Katalin Varga

Dans cette coproduction roumano-britannique, la Transylvanie profite à nouveau de la publicité touristique gratuite dont le gouvernement roumain ne sait pas profiter. Le film réalisé par Peter Strickland est un drame qui se déroule à Szekler, dans la campagne des Carpates, dans des zones comme intouchables par l’intervention humaine. Le film produit par Peter et Tudor Giurgiu Strickland, avec l’aide du Centre national du film, le film parle le hongrois, sauf pour quelques moments héroïne rencontre film roumain. Je trouve plutôt bizarre cette situation où un film roumain qui a remporté plusieurs prix européens importants ne bénéficie pas de la même visibilité qu’un film ayant les mêmes performances aurait eu, mais était parlé en roumain. Le film de Peter Strickland ne doit pas être évité, d’autant que le sujet est une histoire de vengeance classique, pas un manifeste hongrois pour l’émancipation des Szeklers, comme certains peuvent le penser.

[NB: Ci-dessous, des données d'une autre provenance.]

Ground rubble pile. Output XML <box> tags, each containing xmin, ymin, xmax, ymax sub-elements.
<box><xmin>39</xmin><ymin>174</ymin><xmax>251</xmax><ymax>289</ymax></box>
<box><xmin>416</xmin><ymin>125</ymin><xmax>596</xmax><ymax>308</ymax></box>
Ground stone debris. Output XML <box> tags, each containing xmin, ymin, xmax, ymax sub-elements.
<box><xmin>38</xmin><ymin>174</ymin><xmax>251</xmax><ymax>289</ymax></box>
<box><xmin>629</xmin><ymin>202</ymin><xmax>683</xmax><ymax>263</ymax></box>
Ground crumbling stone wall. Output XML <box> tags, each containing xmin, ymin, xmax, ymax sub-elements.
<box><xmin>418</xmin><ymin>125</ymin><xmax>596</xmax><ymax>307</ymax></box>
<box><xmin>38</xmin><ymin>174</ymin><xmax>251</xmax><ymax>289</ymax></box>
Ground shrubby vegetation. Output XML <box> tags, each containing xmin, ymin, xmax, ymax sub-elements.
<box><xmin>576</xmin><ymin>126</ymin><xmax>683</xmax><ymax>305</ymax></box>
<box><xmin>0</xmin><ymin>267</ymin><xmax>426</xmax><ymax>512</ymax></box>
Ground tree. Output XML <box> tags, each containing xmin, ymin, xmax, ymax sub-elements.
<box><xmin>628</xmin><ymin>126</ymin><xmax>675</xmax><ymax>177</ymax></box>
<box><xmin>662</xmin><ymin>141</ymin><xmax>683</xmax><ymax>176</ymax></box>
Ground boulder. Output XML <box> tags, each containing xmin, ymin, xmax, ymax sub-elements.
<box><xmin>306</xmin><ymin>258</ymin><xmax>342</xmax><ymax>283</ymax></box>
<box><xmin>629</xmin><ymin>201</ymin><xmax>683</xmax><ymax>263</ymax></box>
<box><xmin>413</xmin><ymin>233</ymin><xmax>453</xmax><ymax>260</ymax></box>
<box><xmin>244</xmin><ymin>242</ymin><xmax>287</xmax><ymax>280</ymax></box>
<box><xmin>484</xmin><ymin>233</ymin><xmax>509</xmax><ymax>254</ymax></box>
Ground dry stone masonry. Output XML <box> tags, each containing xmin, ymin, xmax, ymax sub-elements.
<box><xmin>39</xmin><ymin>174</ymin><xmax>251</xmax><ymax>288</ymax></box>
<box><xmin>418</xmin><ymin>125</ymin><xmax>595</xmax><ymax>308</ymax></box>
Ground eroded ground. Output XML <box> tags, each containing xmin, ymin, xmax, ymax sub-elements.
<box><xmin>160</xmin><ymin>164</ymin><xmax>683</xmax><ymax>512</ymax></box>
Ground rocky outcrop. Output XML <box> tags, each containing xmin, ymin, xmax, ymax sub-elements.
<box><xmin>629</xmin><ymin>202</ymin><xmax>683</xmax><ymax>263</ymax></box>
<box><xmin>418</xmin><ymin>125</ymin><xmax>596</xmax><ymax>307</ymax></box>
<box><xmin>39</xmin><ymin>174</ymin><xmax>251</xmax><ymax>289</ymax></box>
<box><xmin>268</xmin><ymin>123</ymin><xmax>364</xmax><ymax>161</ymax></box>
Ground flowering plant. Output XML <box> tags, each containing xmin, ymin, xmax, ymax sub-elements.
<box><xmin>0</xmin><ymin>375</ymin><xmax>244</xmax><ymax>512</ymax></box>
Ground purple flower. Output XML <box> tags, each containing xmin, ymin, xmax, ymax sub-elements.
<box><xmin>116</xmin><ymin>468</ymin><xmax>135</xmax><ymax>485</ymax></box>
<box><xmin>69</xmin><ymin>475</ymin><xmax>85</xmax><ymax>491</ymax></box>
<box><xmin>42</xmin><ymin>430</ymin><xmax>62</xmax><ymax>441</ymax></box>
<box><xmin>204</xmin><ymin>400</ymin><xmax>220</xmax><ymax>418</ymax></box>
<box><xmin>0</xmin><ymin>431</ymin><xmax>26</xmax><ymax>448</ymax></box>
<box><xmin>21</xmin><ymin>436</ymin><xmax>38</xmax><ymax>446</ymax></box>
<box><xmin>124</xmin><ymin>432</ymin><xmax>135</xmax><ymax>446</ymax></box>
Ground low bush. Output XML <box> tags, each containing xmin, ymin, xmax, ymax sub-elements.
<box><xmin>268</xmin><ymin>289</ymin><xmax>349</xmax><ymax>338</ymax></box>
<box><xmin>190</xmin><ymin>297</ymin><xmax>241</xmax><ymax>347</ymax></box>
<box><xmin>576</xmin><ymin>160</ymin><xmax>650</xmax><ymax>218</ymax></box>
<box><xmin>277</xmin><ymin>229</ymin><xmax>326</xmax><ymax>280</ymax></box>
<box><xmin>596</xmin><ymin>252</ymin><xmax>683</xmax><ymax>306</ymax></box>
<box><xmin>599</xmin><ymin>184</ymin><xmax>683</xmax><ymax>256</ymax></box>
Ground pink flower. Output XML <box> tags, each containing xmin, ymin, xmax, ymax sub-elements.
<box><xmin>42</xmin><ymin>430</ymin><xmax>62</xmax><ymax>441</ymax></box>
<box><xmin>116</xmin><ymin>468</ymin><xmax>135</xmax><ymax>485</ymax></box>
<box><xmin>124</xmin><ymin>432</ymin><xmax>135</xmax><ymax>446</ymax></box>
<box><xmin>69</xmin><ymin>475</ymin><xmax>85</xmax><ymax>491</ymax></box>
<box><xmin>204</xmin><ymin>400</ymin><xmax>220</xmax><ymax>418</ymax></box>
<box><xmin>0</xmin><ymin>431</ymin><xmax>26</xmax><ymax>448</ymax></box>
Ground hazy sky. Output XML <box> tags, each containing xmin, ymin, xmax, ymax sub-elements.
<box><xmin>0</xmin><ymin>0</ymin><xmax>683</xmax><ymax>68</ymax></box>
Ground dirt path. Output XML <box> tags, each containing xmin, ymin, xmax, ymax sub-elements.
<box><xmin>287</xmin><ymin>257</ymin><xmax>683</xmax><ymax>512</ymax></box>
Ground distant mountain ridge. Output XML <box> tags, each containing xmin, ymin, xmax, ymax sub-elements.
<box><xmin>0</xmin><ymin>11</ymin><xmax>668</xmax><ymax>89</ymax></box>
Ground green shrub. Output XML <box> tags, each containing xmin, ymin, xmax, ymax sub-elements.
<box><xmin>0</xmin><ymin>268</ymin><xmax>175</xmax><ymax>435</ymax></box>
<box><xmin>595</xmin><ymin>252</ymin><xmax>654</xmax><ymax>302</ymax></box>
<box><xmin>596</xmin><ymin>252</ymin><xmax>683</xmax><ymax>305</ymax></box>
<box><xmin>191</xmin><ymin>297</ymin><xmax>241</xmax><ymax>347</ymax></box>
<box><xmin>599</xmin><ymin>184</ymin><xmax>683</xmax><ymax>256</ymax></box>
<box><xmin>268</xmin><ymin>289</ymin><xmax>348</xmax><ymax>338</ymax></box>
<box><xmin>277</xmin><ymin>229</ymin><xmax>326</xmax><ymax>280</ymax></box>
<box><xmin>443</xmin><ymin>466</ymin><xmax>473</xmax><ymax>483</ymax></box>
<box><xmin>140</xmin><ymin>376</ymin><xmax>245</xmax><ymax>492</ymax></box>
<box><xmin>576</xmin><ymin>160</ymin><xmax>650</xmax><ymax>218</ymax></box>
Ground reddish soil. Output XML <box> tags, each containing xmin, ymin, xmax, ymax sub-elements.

Katalin Varga (Hilda Péter) a été violée à un âge précoce et, à la suite de l’événement tragique, a donné naissance à un garçon qu’elle avait grandi aussi bien que possible. Pas beaucoup d’entre eux connaissent son secret, pas même Zsigmond, son mari, mais quand inexplicablement la nouvelle vient à la lumière, Katalin est chassé du village. Avec son fils, la femme commence sur la route dans le but de tuer les deux hommes qui ont détruit sa vie. Gergely, qui a été témoin du viol en souriant, intervenir ou prouve le contraire d’être une victime facile, tombant rapidement dans la course tendue Katalin qui conquiert, puis mis sa vie. Antal (Tibor Pálffy), violeur père réel de Orbán est un autre homme que celui qui a commis l’acte infâme, conscient de la gravité de ce qui est arrivé dans le passé et la terre en permanence la peine spectre qu’il attendait à tous ces années, mais il n’est pas venu. Antal comprend parfaitement avec Orban avant même qu’il ne sache qu’il est son fils, et Katalin remarque ce fait. Au fur et à mesure que les heures passent, le désir de vengeance du protagoniste diminue, Antal se révélant être un homme avec un caractère fort et distinctif, pas le monstre qui a commis le geste misérable du passé. Il supplie Katalin de le tuer, mais la femme n’a plus le pouvoir de mettre fin à sa mission de vengeance. Pendant tout ce temps, la femme est fouillée de village en village par le beau-frère de Gergely, qui veut se venger de la sœur de sa veuve.

6818684133 7c9c10817d Katalin Varga (2009) Le film a une atmosphère courageuse, également connue par la musique comme Bernard Herrmann. Le scénario semble réitération de ballades folkloriques, deux personnages importants ont été construits suivant ce modèle, à la recherche Antal très visible, montrant un calme étonnant à la mort, et un code moral cette phrase dans le cours normal d’une vie vécue en dehors de la conduite chrétienne. Le fil d’action se construit progressivement, pas à pas, en suivant un patron quasi-modèle, si bien que les cinq dernières minutes deviennent un choc qui frappe le spectateur de toutes ses forces. Je n’ai pas vu un film indépendant depuis un moment où la vie est décrite de manière aussi objective. Peter Strickland ouvre et ferme le film avec des événements tristes et tout au long de l’histoire n’essaie pas de transformer l’un de ces personnages en autre chose que ce qu’ils sont. Il est juste un observateur d’événements inhabituels qui peuvent se produire n’importe où, n’importe quand.